Tangisnya pecah mengingat dia tak punya siapa-siapa untuk dimintai pertolongan.
“Ibu, maafkan aku ...” isak tangis terdengar di tengah kobaran api yang membakar habis rumahnya. Nerissa tak sempat menolong ibunya, kini hanya penyesalan yang dia miliki.
Seandainya saja dia lebih cepat datang, seandainya dia tidak lebih mementingkan pekerjaannya, semua ini tak akan pernah terjadi. Kini kata ‘seandainya’ itu hanya terganti dengan ‘penyesalan’.
Tangannya yang gemetar mencoba merogoh saku celananya berusaha mengambil benda persegi yang ada di sana. Tanpa pikir panjang dia segera menghubungi orang yang menjadi pilihan terakhir untuk diteleponnya saat dia dalam keadaan terpuruk.
“Ayah, bisakah kau pulang kali ini saja?” Air mata tak henti-hentinya keluar dari mata indah gadis itu. Begitu juga suara isak yang menemani kesunyian malam ini.

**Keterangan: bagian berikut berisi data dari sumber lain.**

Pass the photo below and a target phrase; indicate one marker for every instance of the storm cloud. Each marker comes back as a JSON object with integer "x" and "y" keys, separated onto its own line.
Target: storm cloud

“Aku tak bisa Nerissa. Pekerjaanku belum selesai. Dan kau, jadilah kuat, kau sudah dewasa dan ingat, kau keturunan Frore, tak ada satupun dari kami yang terlahir menjadi manusia lemah. Dan kau, Nerissa Frore harus menjadi kuat apapun yang terjadi,” ucap pria yang dipanggil ayah di seberang sana. Sambungan telepon diputuskan begitu saja tanpa mendengar penjelasan Nerissa.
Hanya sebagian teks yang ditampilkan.